I was surprised to read a study saying a quarter of landlords plan to sell at least one of their properties this year.
Apparently a succession of tax increases, shifts in House in Multiple Occupation licencing, new stipulations on the minimum size of rooms, as well as the banning of admin fees are some of the reasons to blame.
However, I for one feel sceptical about the notion that so many landlords will reduce their portfolios.
Some of the changes, like the room size rules, seem more of a nuisance than anything too seismic.
With regards to the more significant changes, I can understand why investors would be unhappy about alterations like the reduction in mortgage tax relief.
However while it may hit their profits, I wonder if it’s by enough to prompt a big number leaving the market.
Many landlords – especially in London – treat their portfolios as long-term assets where they can profit from substantial capital gains, rather than focusing on short-term income.
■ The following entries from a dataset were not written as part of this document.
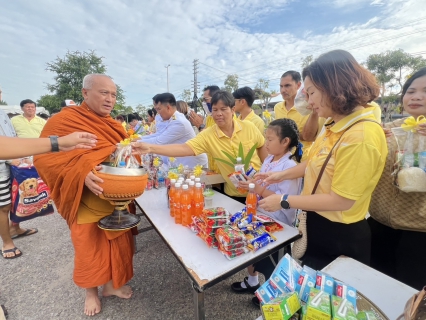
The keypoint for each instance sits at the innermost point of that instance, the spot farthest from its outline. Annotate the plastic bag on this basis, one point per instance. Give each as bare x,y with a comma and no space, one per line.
301,102
410,158
30,195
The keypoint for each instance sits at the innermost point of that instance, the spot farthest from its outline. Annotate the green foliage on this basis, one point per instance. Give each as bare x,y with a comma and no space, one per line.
69,73
231,83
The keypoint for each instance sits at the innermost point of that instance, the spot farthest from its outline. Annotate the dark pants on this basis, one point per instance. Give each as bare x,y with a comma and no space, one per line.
400,254
328,240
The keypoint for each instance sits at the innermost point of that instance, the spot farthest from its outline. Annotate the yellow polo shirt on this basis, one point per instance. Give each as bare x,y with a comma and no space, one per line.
28,129
212,141
256,120
282,112
355,166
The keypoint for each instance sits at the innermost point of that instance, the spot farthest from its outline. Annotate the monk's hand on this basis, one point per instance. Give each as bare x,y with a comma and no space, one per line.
271,203
77,140
92,181
140,148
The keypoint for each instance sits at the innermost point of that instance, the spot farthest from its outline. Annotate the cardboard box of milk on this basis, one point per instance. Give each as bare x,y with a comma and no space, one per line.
318,306
342,309
307,280
282,307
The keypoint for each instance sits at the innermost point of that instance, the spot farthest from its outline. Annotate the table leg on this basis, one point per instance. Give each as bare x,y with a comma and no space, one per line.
198,304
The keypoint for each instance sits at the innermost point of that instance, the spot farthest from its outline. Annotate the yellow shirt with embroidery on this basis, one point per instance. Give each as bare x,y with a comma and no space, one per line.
212,141
256,120
28,129
355,166
282,112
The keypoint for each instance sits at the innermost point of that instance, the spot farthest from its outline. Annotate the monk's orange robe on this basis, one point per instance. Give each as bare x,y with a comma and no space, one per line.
99,255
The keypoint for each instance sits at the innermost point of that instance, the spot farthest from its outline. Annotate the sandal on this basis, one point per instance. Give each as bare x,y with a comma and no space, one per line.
11,250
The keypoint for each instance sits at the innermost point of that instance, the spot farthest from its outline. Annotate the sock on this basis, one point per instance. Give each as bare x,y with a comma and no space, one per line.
252,281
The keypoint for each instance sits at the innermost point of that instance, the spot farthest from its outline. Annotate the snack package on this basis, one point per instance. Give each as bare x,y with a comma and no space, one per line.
324,282
410,156
307,280
342,309
282,307
227,235
344,291
318,306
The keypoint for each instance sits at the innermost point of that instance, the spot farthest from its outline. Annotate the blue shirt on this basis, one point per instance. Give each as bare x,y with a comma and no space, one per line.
176,130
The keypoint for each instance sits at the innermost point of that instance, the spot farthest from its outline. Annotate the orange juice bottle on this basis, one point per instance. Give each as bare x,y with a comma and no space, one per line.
198,200
171,196
176,204
185,205
251,200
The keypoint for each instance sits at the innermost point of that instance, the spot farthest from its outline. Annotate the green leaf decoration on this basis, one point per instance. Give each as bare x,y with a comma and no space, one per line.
249,156
230,157
241,152
225,162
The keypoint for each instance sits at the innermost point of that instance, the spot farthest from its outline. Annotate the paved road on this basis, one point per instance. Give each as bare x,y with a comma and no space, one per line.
39,285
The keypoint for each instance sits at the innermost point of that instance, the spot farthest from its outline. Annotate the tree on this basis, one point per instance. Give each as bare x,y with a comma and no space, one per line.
306,61
69,73
186,95
231,83
261,92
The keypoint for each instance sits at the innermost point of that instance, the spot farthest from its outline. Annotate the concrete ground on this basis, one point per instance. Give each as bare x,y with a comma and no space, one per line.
39,285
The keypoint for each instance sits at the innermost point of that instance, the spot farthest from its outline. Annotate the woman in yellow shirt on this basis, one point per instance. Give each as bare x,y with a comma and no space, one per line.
338,88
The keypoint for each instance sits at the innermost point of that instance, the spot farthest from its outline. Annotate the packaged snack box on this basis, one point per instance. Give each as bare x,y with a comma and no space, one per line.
366,315
342,309
344,291
307,280
324,282
282,307
318,306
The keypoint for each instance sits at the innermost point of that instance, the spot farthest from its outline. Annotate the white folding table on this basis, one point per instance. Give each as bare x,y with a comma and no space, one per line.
205,266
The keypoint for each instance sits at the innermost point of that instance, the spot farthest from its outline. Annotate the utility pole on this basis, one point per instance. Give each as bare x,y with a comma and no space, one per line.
195,85
167,67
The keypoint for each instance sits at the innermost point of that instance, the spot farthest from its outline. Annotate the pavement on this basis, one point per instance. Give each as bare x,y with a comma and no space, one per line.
39,285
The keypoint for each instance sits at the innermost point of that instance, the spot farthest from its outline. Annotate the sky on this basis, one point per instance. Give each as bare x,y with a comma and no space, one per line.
246,37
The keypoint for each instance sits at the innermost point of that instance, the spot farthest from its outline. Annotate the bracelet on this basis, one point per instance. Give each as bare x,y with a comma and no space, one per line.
54,142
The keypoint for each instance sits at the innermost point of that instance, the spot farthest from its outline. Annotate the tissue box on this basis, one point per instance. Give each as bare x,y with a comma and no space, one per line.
342,309
281,308
318,306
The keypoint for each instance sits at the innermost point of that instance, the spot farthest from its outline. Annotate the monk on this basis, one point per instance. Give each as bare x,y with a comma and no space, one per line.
101,257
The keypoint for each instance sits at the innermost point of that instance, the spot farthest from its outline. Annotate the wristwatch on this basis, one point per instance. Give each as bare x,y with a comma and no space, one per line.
284,202
54,142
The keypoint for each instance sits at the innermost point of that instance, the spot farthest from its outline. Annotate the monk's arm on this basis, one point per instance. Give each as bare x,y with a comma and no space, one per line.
168,150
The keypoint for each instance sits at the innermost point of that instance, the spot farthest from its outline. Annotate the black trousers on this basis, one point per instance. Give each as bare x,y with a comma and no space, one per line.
401,254
327,240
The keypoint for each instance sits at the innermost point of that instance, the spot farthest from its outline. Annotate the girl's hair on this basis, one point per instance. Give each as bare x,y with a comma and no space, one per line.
287,128
343,81
418,74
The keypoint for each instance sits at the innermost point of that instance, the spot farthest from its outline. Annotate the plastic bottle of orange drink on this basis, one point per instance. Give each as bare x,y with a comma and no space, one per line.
171,196
185,205
176,204
198,200
251,200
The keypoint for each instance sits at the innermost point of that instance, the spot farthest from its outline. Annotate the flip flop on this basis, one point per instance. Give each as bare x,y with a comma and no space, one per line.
11,250
27,232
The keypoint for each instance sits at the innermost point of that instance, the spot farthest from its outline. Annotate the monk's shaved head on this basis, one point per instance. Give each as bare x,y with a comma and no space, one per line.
90,79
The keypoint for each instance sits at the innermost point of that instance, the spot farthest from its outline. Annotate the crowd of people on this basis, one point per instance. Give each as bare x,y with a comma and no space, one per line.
334,164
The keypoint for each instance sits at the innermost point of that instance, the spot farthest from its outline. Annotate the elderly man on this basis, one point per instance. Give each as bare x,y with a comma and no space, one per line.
177,129
101,257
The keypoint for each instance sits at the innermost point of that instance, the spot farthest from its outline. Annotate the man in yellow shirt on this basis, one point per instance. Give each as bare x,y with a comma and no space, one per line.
28,124
289,84
244,98
225,135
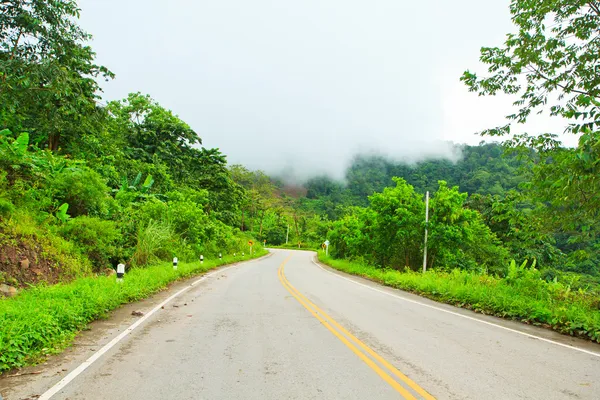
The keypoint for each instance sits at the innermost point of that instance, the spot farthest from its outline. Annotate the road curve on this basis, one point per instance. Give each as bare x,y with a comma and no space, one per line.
285,328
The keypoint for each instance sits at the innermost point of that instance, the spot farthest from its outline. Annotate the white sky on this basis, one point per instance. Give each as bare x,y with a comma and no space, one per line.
305,85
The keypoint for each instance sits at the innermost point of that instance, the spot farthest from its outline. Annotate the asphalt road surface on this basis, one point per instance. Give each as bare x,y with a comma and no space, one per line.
285,328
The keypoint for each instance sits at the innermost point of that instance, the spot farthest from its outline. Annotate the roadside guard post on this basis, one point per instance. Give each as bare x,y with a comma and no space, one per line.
120,272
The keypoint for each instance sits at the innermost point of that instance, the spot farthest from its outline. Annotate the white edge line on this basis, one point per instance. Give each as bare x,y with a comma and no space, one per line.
84,365
461,315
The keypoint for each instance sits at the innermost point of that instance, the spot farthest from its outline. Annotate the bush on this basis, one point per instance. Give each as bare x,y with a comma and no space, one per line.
83,189
39,320
155,241
6,208
522,295
97,239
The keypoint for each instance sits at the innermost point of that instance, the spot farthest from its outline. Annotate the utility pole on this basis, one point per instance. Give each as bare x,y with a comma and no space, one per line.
426,223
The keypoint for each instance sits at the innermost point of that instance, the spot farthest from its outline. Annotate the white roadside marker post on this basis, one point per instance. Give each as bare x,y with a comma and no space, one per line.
426,223
120,272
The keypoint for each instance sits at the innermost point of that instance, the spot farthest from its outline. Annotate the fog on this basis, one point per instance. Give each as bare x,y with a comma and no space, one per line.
301,87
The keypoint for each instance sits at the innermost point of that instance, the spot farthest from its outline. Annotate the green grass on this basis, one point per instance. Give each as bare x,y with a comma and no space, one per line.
521,296
43,320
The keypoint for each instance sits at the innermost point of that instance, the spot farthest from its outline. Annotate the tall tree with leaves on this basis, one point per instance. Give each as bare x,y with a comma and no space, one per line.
551,65
48,75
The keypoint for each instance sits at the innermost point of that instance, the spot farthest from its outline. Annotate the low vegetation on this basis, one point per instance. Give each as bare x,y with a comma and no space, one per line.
44,319
522,295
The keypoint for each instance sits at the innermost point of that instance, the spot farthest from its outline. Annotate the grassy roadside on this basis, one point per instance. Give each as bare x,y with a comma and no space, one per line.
43,320
521,296
291,247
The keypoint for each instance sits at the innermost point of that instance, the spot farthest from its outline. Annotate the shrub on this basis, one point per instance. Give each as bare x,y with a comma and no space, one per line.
83,189
97,239
155,241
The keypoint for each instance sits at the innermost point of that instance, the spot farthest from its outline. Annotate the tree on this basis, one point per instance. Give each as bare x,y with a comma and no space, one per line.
399,215
48,78
550,63
458,237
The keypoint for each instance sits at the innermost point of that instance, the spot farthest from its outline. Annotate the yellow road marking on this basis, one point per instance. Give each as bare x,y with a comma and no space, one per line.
327,321
376,356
And with commentators predicting that the housing market will rebound in 2020, their properties may gain in value next year.
Rents are also predicted to rise next year at a faster rate than 3.5%, so they are likely to still be able to profit from buy-to-let to an extent in the short-term.
If a substantial number of landlords do exit the market – it’s a big ‘if’ in my opinion – the nature of supply and demand could result in rising demand for fewer properties, making them even more valuable assets to hold onto.
Clearly there are alternatives to being a landlord, one being crowdfunding, but I wonder if investors really will pull their money from property or whether they’ll Keep Calm and Carry On.